# An Overview of Conformal Prediction (CP)

## (1) Quantile adjustment

In [68]:
import numpy as np
from sklearn import datasets
from sklearn.linear_model import LogisticRegression
import plotnine as pn

# Example of probability adjustment for quantile
n = 10
alpha = 0.2
p = 1 - alpha
def get_adjusted_level(alpha, n):
    return np.ceil((n+1)*(1-alpha)) / n
p_adj = get_adjusted_level(alpha, n)
print(f'For n={n}, original ub={p:.2f}, adjusted={p_adj:.2f}')

For n=10, original ub=0.80, adjusted=0.90


## (2) Multiclass (CIFAR)

In [None]:
from sklearn.exceptions import ConvergenceWarning
import warnings
warnings.filterwarnings("ignore", category=ConvergenceWarning)

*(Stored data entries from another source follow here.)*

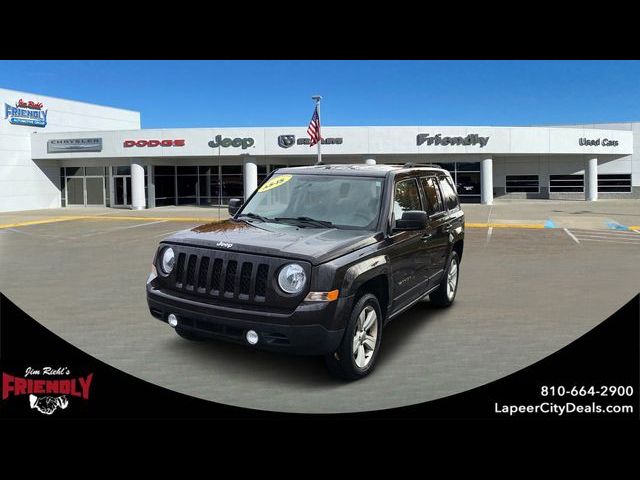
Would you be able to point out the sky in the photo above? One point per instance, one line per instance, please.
(172, 94)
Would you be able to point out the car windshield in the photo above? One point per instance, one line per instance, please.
(317, 201)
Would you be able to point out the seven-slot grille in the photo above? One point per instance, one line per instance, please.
(217, 275)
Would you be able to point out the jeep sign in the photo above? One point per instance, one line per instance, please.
(232, 142)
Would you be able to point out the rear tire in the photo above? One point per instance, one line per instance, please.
(446, 292)
(357, 353)
(194, 337)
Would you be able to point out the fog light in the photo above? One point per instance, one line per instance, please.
(252, 337)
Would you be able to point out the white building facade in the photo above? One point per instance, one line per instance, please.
(91, 155)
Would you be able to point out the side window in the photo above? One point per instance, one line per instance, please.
(448, 193)
(406, 197)
(432, 193)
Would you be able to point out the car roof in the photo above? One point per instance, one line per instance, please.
(360, 169)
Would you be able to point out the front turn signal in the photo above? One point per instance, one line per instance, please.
(323, 296)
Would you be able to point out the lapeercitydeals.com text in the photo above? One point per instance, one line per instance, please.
(562, 409)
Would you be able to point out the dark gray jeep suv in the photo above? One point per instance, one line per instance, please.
(316, 262)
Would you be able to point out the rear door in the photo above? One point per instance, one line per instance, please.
(454, 217)
(409, 262)
(436, 237)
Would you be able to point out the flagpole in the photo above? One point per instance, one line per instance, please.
(317, 98)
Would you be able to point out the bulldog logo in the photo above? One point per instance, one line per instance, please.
(286, 141)
(48, 405)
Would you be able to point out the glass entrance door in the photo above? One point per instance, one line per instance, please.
(94, 187)
(122, 191)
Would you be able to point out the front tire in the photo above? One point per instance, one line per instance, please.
(357, 354)
(446, 292)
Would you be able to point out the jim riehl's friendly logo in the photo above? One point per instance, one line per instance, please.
(46, 394)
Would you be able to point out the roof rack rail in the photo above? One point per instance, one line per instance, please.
(412, 164)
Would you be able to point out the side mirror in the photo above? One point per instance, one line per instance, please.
(412, 220)
(234, 205)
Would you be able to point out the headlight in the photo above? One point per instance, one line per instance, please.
(167, 260)
(292, 278)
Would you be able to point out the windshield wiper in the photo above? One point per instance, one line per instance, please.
(306, 220)
(255, 216)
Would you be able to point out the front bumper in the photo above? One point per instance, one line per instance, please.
(306, 331)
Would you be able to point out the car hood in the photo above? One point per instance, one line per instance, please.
(315, 245)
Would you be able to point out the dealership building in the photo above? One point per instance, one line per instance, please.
(63, 153)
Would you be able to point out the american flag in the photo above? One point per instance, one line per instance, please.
(314, 128)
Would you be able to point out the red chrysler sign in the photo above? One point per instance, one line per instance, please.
(154, 143)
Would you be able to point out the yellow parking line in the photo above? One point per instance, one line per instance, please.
(211, 219)
(170, 219)
(505, 225)
(101, 217)
(38, 222)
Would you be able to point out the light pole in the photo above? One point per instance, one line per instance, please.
(317, 99)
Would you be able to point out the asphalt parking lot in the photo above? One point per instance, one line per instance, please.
(535, 276)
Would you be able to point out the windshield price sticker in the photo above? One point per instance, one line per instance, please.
(275, 182)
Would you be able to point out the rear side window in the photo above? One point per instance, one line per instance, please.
(432, 193)
(406, 197)
(448, 193)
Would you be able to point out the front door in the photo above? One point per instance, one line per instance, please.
(409, 260)
(94, 187)
(436, 238)
(122, 191)
(75, 191)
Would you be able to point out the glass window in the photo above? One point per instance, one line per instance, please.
(187, 189)
(232, 186)
(231, 169)
(208, 170)
(75, 171)
(346, 202)
(468, 183)
(406, 197)
(187, 170)
(165, 190)
(448, 193)
(164, 170)
(95, 171)
(209, 185)
(566, 183)
(451, 166)
(617, 182)
(432, 194)
(522, 183)
(468, 166)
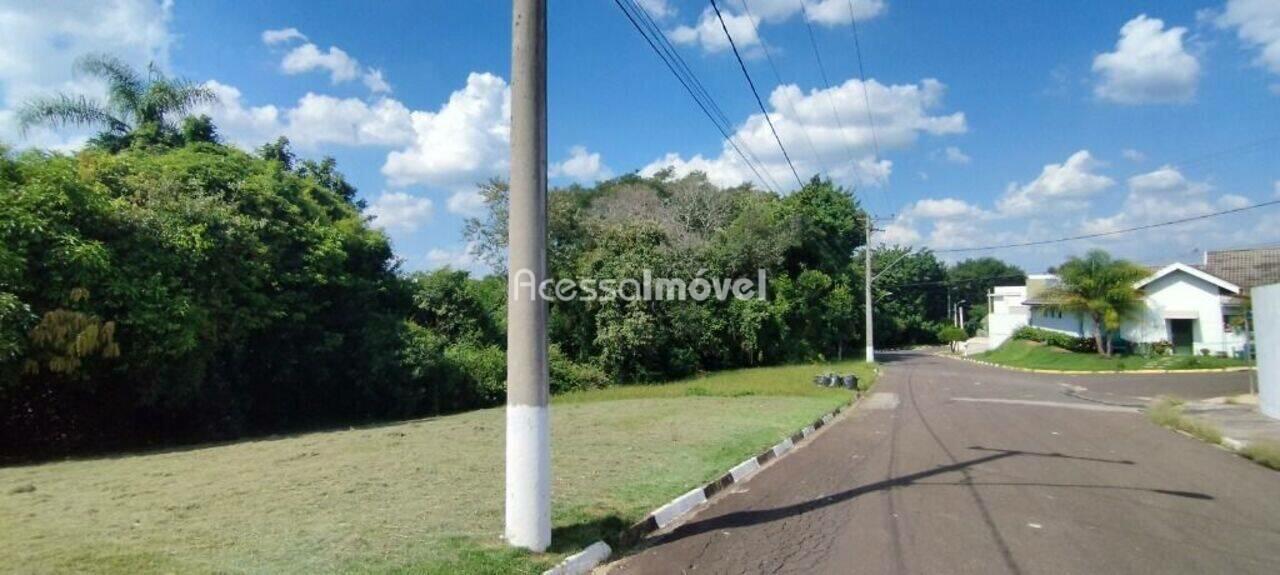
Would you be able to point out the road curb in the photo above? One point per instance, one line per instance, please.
(583, 561)
(689, 502)
(1134, 372)
(682, 506)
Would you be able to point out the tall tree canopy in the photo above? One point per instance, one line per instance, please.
(145, 109)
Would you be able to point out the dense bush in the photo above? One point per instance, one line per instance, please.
(1055, 338)
(161, 293)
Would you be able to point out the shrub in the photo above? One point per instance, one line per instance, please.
(1169, 413)
(568, 375)
(951, 334)
(1265, 452)
(479, 370)
(1055, 338)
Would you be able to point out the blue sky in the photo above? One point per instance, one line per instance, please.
(997, 122)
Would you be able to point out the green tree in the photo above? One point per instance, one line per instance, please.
(1101, 288)
(144, 109)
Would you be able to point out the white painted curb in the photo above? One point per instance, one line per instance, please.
(679, 506)
(744, 470)
(583, 561)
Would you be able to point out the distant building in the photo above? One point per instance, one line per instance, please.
(1193, 307)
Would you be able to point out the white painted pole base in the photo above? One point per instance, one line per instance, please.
(529, 477)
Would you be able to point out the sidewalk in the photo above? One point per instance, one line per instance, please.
(1240, 424)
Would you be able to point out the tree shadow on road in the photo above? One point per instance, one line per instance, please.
(740, 519)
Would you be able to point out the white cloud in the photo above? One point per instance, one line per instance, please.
(1157, 196)
(944, 208)
(272, 37)
(465, 142)
(309, 56)
(822, 12)
(1150, 65)
(1059, 187)
(400, 211)
(581, 167)
(467, 202)
(1257, 24)
(901, 113)
(1233, 201)
(241, 124)
(351, 122)
(658, 9)
(40, 42)
(461, 258)
(315, 121)
(955, 155)
(709, 35)
(375, 82)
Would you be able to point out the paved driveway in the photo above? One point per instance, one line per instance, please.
(972, 469)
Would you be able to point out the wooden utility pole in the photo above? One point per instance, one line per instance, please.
(867, 295)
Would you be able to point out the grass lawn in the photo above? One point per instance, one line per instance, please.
(421, 496)
(1023, 354)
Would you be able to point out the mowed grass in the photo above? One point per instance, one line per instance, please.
(1032, 355)
(423, 496)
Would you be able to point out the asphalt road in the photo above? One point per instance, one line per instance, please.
(961, 468)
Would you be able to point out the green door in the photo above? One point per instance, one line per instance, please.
(1183, 332)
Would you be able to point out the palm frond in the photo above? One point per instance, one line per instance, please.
(67, 110)
(124, 85)
(167, 97)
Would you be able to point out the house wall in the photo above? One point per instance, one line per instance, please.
(1175, 292)
(1266, 313)
(1008, 314)
(1179, 292)
(1063, 322)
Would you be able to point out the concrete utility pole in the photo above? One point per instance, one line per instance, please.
(529, 460)
(867, 287)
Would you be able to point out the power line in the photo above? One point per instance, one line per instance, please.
(680, 69)
(826, 82)
(768, 56)
(757, 94)
(867, 96)
(1234, 150)
(677, 65)
(1115, 232)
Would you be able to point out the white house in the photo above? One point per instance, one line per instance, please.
(1188, 306)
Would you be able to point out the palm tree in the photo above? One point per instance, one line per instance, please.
(136, 106)
(1101, 288)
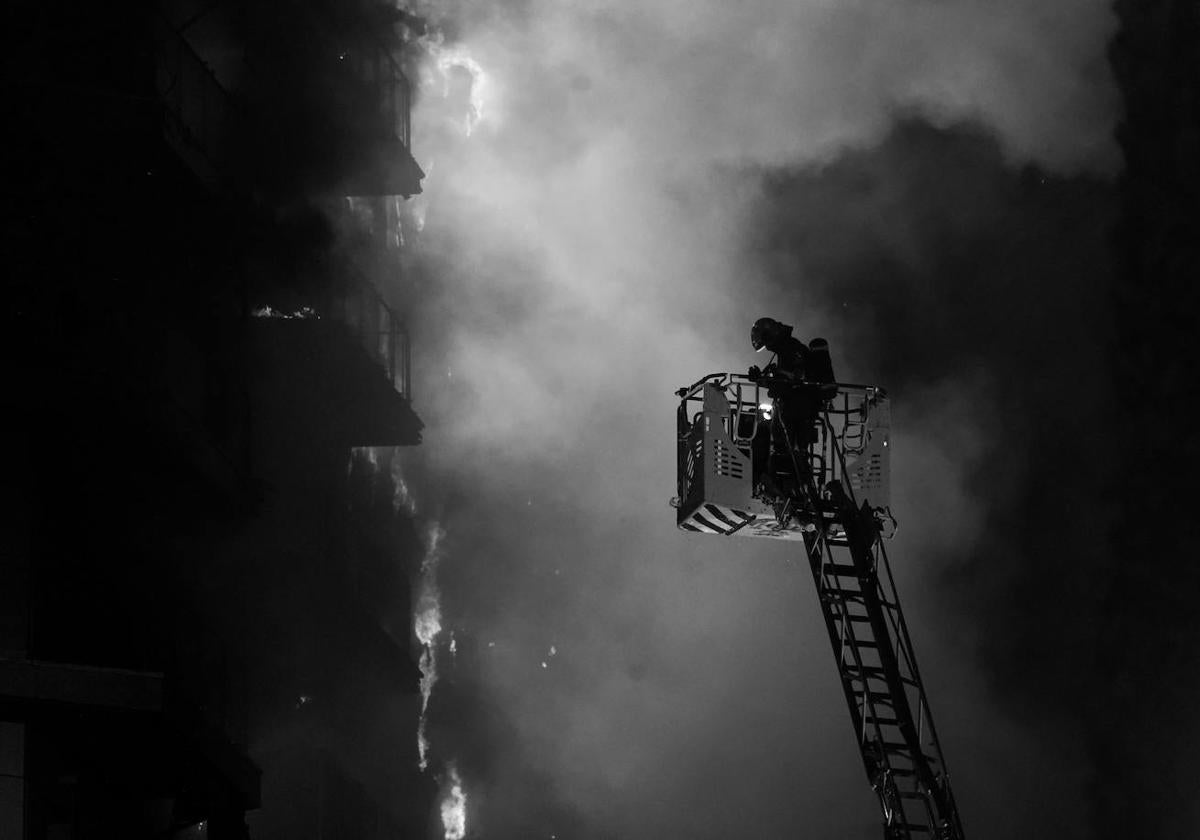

raw_X, raw_y = datasets.load_digits(return_X_y=True)
np.random.seed(1)
raw_X += 5*np.random.rand(*raw_X.shape)  # Make problem a bit harder

size = raw_X.shape[0]
n_calib = 500
n_train = size - (n_calib + 1)
alpha = 0.1
level_adj = get_adjusted_level(alpha=alpha, n = n_calib)

def run_digits_cpsets(seed):
    # Shuffle and split the data
    np.random.seed(seed)
    idx_shuffled = np.argsort(np.random.rand(size))
    idx_train = idx_shuffled[:n_train]
    idx_calib = idx_shuffled[n_train:-1]
    X_train, y_train = raw_X[idx_train], raw_y[idx_train]
    X_calib, y_calib = raw_X[idx_calib], raw_y[idx_calib]
    X_oos, y_oos = raw_X[[idx_train[-1]]], raw_y[idx_train[-1]]
    # Fit model on training data
    f_theta = LogisticRegression(penalty=None, max_iter=1000)
    f_theta.fit(X=X_train, y = y_train)
    # Generate softmax probs on calibration
    phat = f_theta.predict_proba(X_calib)
    # Generate the scores
    scores = 1 - phat[np.arange(n_calib), y_calib]
    # Get the adjusted quantile value
    qhat = np.quantile(scores, level_adj, method='higher')
    # Predict the held out sample and generate confidence sets
    tau_sets = list(np.where(1 - f_theta.predict_proba(X_oos) <= qhat)[1])
    coverage = bool(np.isin(y_oos, tau_sets))
    return coverage, tau_sets

# Run the simulations
nsim = 100
holder_cov = []
holder_sets = []
for seed in range(nsim):
    if (seed + 1) % 5 == 0:
        print(seed + 1)
    coverage, tau_sets = run_digits_cpsets(seed)
    holder_cov.append(coverage)
    holder_sets.append(tau_sets)